The majority of pseudocysts are linked to pancreatitis caused by factors such as excessive alcohol consumption or gallstones obstructing the bile duct. Severe inflammation increases pressure within the ducts, which can lead to rupture or disruption. The body’s inflammatory response then attempts to wall off the leaked fluid, resulting in the formation of the fibrous capsule.
While pancreatitis is the most frequent precursor, pseudocysts can also develop following significant abdominal trauma that causes direct injury to the pancreas or its duct. This injury allows pancreatic fluid to escape, triggering the same inflammatory containment response. In children, abdominal trauma is a more common cause compared to adults.
What Symptoms Should I Look For
A pancreatic pseudocyst can produce a range of symptoms, or remain completely asymptomatic, particularly if the collection is small. The most common complaint is persistent or severe abdominal pain, which often radiates to the back. Patients may also experience abdominal fullness or bloating.
Other frequent symptoms include nausea, vomiting, and a noticeable loss of appetite, which can lead to unexplained weight loss. If the pseudocyst grows large enough, a physician may detect a palpable mass during a physical examination. These symptoms generally develop several weeks after the initial episode of pancreatitis.
More severe symptoms indicate a complication, such as the pseudocyst pressing on adjacent organs or blood vessels. Compression of the bile duct can cause jaundice, a yellowing of the skin and eyes. Pressure on the stomach or small intestine can lead to difficulty eating or digesting food. A sudden worsening of pain, fever, or signs of infection require immediate medical attention, as they can signal a rupture or internal bleeding.
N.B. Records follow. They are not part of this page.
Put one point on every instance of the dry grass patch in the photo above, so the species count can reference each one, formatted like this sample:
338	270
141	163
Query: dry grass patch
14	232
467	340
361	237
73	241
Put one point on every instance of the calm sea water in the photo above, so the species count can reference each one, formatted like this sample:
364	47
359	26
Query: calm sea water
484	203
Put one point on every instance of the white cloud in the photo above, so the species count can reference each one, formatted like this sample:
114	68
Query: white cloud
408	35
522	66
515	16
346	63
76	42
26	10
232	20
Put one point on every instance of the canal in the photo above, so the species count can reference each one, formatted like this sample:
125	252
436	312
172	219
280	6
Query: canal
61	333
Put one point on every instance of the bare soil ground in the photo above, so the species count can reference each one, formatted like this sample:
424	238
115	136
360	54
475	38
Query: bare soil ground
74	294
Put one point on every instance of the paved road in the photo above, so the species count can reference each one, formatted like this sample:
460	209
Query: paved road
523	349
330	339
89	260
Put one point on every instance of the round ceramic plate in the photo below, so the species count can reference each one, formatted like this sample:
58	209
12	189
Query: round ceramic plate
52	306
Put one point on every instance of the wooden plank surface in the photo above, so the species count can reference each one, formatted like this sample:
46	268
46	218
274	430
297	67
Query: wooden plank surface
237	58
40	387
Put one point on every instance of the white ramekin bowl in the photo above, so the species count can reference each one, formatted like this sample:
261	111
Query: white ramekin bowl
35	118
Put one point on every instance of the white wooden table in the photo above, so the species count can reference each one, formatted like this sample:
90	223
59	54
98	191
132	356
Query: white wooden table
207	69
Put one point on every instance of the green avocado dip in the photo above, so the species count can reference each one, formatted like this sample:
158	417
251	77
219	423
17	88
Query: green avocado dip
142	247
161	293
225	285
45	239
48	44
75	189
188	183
How Doctors Confirm and Treat the Condition
Diagnosis typically begins with a review of the patient’s history of pancreatitis and a physical examination. Imaging studies are then used to confirm the presence, size, and location of the fluid collection. The preferred initial imaging method is often a contrast-enhanced Computed Tomography (CT) scan, which clearly visualizes the well-defined, fluid-filled mass near the pancreas.
Magnetic Resonance Imaging (MRI) and Endoscopic Ultrasound (EUS) are also utilized. These offer detailed images that help differentiate a pseudocyst from other cystic lesions, such as those that might be cancerous. In complex cases, EUS can guide a fine needle to sample the fluid, which is then analyzed for high levels of pancreatic enzymes like amylase.
Management begins with watchful waiting for small, asymptomatic collections. Many pseudocysts, particularly those under six centimeters, resolve spontaneously without intervention. If the pseudocyst is large, causes persistent symptoms, or has not resolved after six weeks, drainage is usually recommended.
The most common interventional approach is endoscopic drainage, a minimally invasive procedure. This uses an endoscope guided by EUS to create a connection between the pseudocyst and the stomach or small intestine, allowing the fluid to drain internally. Alternatively, a percutaneous drainage catheter can be placed through the skin and into the cyst, a method often favored if the collection is infected.
Surgical drainage, such as a cyst-jejunostomy, involves creating a permanent connection between the cyst and a loop of the small intestine for continuous internal drainage. While surgery was historically the standard, it is now typically reserved for cases where endoscopic drainage has failed or when the cyst is anatomically complex. The choice of treatment depends heavily on the size, symptoms, and communication of the pseudocyst with the pancreatic duct.